The fact is that this approximately 105 calories worth of Godiva chocolates, when looked at from the angle of how it impacts your blood sugar, is better for you than one of those 100-calorie packs of Oreo thin crisps. Yes, you’re getting more fat, but you’re getting fewer carbs and the fat is slowing their absorption. That 100-calorie pack is hitting your blood glucose significantly harder.

I ate the chocolates around 2 hours after dinner. So it was time to take my blood sugar measurements anyway. I then took readings at 50 minutes and 2 hours after. At 50 minutes after eating the chocolates, my blood glucose had gone up 5 points.
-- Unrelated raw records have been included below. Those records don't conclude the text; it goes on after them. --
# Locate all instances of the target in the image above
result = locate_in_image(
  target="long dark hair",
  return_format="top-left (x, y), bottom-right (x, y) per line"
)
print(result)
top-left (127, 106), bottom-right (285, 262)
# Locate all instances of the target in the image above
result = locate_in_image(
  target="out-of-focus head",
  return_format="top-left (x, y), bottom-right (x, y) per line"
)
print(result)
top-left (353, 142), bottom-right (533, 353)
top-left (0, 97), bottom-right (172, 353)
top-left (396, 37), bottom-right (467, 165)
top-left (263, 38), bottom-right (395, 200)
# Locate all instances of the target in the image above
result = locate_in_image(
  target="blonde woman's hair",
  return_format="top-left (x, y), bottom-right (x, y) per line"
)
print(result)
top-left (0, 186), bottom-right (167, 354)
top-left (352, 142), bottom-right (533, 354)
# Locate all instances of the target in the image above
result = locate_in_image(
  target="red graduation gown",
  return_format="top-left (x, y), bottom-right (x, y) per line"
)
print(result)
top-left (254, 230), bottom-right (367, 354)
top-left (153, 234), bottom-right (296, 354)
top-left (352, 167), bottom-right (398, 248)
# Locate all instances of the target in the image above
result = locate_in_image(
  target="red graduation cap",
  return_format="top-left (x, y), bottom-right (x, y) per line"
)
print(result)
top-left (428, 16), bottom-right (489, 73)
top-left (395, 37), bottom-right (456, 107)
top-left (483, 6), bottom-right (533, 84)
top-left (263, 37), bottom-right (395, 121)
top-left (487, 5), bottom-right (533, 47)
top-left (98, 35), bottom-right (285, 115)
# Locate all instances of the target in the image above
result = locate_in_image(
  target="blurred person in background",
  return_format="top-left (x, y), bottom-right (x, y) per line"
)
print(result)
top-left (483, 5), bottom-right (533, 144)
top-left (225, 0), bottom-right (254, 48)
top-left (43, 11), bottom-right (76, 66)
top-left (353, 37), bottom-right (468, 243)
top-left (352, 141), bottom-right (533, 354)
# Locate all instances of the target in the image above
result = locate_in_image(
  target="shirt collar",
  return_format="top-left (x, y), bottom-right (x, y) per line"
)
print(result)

Two hours after eating the chocolates, my blood glucose was only 1 point above where it was right before I ate them.

And I realized, if I’d taken in maybe 13 or 14 grams of carbs today, the two pieces of chocolate put me all of 5 grams over my daily total, or to the daily total a strict Atkins diet would be setting for me on Monday as I completed “induction” and began slowly phasing in carbs again.

So, was it truly a cheat? If you go by how far it pushed me outside of my daily goals… not really. And that’s basically what a lot of diets try to help us understand: we can eat the foods we want, just not a lot.

The trick is to remodel our perceptions of what constitutes “a lot” because the food industry often packages enough calories into a single “meal” to sustain an adult bull elephant for a day. But that’s a post for another night.

Happy St. Valentine’s day to you all. A hug to everyone and kisses for a few of you (on the cheek… I am married, you know).